Le tribunal administratif de Poitiers vient d'annuler pour de multiples motifs le projet de destruction des ouvrages et de reprofilage du lit de la Boivre. Cette excellente nouvelle rappelle aux associations de propriétaires et de riverains la nécessité de porter sur le terrain judiciaire la défense des rivières et de leurs héritages quand les autres voies ont échoué. Améliorer la transparence piscicole et sédimentaire est légitime. Détruire le patrimoine hydraulique, le potentiel énergétique et le cadre de vie ne l'est pas. Aux syndicats, agences de l'eau et préfectures de proposer et financer désormais des choix constructifs, capables de concilier  tous les enjeux et de susciter l'adhésion. 

La Boivre est une rivière d'une quarantaine de kilomètres qui naît dans les Deux-Sèvres et se jette dans le Clain au niveau de Poitiers. En mars 2014, l'enquête publique sur le contrat territorial "milieux aquatiques de la Boivre et de ses affluents" avait déjà soulevé une participation sans précédent au plan local.

L'Association de protection des propriétaires riverains de la Boivre avait souligné ses motifs d'inquiétude et de colère face à une modification massive du profil de la vallée et à la lourdeur des aménagements prévus : démantèlement de nombreux ouvrages, dérivation du cours actuel, aménagement d'abreuvoirs, recharge en granulats, création de passes à poissons, etc. Le coût, estimé à plus de 1,1 M€, avait aussi soulevé la colère des citoyens et de nombreux élus, face à des bénéfices écologiques paraissant pour le moins abstraits.

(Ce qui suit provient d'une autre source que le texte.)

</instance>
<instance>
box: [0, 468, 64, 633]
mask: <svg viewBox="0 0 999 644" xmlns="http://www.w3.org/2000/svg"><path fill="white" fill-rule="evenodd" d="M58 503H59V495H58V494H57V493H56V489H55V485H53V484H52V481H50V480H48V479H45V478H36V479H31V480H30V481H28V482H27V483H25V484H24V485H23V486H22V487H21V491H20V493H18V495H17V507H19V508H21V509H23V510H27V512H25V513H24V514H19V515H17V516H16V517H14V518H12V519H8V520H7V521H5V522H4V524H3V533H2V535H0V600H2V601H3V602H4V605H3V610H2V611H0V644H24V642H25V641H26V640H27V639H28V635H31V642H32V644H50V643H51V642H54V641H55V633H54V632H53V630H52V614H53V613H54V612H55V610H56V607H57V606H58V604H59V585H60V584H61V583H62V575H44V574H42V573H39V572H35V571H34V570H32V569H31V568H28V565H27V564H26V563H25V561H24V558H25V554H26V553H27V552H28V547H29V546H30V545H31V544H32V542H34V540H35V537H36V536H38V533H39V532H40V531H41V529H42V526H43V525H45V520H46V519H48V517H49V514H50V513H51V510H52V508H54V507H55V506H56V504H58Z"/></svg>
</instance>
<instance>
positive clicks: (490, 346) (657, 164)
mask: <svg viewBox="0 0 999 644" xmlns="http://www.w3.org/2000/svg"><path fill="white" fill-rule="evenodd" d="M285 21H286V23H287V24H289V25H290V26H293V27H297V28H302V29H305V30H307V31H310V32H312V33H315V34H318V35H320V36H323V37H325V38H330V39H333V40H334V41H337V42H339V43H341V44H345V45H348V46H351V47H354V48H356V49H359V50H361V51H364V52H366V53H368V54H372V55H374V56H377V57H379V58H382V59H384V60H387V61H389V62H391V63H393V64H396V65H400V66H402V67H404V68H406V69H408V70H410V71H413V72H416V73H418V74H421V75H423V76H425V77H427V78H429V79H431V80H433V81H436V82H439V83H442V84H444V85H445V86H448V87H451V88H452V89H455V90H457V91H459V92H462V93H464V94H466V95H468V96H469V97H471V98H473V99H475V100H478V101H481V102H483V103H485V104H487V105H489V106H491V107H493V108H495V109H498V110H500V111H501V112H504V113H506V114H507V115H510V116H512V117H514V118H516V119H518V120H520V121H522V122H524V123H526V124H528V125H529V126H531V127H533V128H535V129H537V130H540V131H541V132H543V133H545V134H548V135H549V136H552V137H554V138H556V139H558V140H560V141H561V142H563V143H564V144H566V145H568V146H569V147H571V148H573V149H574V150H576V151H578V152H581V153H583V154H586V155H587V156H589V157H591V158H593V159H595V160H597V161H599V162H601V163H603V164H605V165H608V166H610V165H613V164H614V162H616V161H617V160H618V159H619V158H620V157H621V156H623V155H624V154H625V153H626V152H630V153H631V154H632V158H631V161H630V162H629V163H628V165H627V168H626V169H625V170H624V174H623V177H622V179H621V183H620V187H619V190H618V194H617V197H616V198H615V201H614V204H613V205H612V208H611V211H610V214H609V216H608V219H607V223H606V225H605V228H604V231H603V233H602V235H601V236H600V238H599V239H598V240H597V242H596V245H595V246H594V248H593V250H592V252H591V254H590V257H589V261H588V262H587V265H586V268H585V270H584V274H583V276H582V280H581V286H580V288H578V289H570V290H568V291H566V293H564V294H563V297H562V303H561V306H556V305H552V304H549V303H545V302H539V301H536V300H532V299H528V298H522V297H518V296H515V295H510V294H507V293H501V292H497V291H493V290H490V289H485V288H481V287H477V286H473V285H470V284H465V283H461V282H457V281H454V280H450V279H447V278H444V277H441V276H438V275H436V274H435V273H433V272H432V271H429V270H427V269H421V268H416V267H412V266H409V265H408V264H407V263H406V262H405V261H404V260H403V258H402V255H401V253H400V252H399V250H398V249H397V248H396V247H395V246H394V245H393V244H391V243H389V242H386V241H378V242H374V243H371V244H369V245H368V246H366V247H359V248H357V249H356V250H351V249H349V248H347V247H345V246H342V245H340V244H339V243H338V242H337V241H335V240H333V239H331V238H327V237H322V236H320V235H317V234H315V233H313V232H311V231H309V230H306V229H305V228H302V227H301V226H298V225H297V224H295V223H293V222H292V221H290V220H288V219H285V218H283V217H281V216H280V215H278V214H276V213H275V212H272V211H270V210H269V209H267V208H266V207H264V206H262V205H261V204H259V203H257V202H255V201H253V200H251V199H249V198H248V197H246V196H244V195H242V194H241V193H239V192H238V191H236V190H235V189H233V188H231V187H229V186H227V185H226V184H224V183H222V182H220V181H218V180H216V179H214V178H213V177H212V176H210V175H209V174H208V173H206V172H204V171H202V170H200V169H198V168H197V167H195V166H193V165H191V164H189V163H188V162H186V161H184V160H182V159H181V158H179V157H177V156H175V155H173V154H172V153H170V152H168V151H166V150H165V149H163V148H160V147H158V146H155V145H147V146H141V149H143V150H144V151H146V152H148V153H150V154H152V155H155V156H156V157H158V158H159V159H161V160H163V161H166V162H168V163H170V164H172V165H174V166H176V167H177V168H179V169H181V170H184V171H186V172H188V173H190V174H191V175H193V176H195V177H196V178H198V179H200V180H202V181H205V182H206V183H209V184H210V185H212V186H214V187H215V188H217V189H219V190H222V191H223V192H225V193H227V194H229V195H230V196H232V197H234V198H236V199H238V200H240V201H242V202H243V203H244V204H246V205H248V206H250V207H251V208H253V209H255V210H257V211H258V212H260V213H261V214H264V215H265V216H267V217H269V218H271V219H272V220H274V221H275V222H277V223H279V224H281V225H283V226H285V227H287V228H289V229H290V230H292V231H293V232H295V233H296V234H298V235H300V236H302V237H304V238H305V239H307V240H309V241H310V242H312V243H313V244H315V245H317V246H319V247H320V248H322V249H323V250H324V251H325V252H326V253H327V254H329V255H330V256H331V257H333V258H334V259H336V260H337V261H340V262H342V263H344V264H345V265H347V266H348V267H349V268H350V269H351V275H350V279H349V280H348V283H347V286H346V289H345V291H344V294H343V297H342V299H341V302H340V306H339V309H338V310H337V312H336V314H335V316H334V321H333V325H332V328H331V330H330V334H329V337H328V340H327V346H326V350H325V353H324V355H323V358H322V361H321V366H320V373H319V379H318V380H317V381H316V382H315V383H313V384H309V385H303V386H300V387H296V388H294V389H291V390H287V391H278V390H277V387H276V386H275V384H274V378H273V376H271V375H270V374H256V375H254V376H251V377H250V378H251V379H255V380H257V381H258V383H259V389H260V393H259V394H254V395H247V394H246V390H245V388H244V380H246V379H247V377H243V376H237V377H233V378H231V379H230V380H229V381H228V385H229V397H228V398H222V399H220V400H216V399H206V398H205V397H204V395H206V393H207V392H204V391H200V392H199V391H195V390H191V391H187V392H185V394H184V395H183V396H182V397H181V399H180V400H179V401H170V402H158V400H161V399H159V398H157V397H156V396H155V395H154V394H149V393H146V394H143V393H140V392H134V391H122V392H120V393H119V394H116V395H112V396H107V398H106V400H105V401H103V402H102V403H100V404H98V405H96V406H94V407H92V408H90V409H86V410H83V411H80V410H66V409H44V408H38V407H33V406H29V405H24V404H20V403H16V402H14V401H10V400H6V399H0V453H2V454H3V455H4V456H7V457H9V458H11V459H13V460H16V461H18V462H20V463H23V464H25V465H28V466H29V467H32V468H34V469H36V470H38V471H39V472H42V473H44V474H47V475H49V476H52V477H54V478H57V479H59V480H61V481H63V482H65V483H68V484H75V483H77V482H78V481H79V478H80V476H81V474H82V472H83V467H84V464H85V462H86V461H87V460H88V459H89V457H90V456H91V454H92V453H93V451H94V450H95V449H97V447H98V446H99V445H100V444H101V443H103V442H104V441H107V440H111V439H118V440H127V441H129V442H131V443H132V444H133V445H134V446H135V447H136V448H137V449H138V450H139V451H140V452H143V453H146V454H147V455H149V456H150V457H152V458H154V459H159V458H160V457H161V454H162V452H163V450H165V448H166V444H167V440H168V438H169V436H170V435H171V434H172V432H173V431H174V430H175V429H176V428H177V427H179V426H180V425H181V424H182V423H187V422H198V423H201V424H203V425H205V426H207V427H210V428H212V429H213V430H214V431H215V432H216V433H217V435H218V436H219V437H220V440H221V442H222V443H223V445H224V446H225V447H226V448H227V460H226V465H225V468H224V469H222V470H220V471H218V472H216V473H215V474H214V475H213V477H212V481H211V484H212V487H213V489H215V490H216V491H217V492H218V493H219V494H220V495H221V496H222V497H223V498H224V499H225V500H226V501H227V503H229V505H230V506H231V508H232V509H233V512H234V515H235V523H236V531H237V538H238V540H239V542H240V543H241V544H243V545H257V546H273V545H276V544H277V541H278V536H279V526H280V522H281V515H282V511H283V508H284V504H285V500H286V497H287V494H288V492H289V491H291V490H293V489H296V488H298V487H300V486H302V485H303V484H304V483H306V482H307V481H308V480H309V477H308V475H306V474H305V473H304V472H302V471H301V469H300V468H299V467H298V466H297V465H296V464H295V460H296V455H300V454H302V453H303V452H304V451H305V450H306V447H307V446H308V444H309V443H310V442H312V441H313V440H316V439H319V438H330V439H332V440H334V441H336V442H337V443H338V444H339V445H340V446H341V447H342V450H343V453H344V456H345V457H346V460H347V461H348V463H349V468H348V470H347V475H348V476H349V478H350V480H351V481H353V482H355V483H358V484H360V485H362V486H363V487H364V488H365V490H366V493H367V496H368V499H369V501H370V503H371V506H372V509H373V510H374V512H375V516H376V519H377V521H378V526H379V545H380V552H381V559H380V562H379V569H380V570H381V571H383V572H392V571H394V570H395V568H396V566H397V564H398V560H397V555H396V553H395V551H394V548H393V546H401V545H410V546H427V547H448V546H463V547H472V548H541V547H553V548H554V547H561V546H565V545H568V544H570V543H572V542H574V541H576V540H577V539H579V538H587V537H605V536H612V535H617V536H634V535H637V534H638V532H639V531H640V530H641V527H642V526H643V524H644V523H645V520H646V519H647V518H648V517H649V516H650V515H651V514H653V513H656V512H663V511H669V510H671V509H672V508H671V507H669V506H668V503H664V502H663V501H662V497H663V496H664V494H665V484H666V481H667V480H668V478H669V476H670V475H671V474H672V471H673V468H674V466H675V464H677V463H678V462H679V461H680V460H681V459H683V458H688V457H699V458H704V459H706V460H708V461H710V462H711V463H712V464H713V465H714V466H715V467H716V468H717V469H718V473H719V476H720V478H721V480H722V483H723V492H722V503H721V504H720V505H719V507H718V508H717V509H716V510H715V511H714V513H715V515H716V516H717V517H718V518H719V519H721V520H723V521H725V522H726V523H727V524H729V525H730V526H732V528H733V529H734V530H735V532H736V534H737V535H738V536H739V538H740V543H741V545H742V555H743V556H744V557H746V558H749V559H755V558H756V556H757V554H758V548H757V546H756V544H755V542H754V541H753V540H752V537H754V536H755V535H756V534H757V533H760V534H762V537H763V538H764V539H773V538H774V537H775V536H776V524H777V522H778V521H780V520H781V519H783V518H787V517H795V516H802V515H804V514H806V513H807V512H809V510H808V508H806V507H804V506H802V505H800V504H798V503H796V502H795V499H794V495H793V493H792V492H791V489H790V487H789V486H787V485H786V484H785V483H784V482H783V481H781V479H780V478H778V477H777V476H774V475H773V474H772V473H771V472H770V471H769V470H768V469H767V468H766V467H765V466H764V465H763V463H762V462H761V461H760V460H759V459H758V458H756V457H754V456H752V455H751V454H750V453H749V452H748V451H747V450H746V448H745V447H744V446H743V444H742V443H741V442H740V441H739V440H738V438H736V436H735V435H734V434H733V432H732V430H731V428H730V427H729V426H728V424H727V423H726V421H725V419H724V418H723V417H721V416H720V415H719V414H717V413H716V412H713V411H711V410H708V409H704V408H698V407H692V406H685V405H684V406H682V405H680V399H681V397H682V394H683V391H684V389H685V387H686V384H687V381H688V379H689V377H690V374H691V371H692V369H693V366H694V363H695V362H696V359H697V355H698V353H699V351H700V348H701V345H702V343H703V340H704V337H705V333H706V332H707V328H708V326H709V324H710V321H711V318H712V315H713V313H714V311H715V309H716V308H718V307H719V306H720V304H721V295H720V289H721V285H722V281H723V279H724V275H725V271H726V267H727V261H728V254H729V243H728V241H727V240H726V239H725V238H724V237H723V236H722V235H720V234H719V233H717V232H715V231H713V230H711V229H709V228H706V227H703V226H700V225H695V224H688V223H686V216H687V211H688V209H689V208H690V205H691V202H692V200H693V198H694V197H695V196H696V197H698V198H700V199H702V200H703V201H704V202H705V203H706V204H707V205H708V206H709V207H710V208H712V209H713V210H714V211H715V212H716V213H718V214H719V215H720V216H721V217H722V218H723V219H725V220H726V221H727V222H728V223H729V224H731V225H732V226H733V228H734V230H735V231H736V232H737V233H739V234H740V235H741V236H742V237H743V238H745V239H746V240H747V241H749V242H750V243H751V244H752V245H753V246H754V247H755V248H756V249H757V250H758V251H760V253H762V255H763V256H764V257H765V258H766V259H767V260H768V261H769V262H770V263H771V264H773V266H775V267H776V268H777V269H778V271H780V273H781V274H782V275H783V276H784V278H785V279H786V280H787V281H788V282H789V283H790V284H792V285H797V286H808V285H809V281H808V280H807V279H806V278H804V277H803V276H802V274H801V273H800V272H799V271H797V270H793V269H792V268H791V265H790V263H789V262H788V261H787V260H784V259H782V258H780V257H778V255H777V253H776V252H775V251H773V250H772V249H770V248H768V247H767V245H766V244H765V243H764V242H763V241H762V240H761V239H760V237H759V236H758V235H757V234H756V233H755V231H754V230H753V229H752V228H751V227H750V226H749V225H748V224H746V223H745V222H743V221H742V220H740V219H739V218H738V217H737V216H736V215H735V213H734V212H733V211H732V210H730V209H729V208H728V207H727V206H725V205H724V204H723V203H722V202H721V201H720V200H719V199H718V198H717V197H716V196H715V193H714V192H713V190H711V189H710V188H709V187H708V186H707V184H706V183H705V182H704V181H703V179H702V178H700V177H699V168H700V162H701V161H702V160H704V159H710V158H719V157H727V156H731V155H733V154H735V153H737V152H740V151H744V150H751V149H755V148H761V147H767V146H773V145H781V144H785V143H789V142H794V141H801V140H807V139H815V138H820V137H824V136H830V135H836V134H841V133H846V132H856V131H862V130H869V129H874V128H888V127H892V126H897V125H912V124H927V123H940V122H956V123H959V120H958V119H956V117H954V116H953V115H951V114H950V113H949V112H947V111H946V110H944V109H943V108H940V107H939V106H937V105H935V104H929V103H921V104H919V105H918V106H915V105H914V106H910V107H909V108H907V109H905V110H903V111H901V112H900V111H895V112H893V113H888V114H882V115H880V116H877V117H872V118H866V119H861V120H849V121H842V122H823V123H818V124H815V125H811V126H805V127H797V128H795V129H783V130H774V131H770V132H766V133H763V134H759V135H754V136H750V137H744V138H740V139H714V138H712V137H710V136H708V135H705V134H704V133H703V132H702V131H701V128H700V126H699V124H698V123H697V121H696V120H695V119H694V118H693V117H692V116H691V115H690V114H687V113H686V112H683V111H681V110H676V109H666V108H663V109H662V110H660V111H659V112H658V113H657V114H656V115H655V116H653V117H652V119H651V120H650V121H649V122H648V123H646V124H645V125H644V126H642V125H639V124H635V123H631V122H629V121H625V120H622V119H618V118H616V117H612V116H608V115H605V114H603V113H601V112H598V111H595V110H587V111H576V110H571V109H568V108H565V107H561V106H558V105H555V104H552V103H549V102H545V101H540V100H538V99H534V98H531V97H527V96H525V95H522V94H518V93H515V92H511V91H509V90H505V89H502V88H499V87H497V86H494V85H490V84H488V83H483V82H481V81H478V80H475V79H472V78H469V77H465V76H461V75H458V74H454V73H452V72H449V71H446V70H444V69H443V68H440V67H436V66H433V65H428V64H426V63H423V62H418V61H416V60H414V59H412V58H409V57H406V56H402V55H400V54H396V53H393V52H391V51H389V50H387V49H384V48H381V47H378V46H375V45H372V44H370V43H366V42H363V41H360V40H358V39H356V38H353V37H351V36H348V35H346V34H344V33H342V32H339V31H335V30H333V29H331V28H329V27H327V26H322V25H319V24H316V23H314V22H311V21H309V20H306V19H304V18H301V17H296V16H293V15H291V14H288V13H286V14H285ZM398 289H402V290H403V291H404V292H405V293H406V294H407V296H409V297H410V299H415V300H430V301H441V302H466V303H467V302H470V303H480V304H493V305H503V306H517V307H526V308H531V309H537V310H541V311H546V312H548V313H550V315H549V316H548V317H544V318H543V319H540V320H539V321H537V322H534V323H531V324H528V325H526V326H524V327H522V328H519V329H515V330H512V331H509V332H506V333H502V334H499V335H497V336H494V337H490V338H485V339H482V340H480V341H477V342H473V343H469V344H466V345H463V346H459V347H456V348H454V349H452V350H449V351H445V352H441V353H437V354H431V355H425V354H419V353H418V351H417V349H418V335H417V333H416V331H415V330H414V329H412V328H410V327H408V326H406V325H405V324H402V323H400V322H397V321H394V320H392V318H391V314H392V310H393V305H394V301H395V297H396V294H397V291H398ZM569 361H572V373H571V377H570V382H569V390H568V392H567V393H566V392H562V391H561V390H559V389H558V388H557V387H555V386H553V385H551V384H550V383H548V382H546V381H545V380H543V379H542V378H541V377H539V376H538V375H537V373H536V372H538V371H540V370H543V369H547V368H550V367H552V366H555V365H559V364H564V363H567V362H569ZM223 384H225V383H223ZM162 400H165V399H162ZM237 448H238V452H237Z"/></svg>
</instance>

Finalement, une requête en annulation du projet avait été déposée au tribunal administratif de Poitiers par l'association et par la propriétaire du moulin du Roy, à Montreuil-Bonnin. Les juges viennent de donner raison aux plaignants. Parmi les points relevés :

  • les travaux à entreprendre ne sont pas détaillés assez précisément,
  • l'intérêt général est insuffisamment caractérisé,
  • des opérations d'archéologie préventive auraient dû être prescrites sur certains sites,
  • la dérivation du moulin du Roy aurait dû faire l'objet d'une déclaration d'utilité publique,
  • les travaux dans le marais de Ragouillis sont incompatibles avec le plan local d'urbanisme,
  • plusieurs prescriptions fixées par le code de l'environnement ont été ignorées.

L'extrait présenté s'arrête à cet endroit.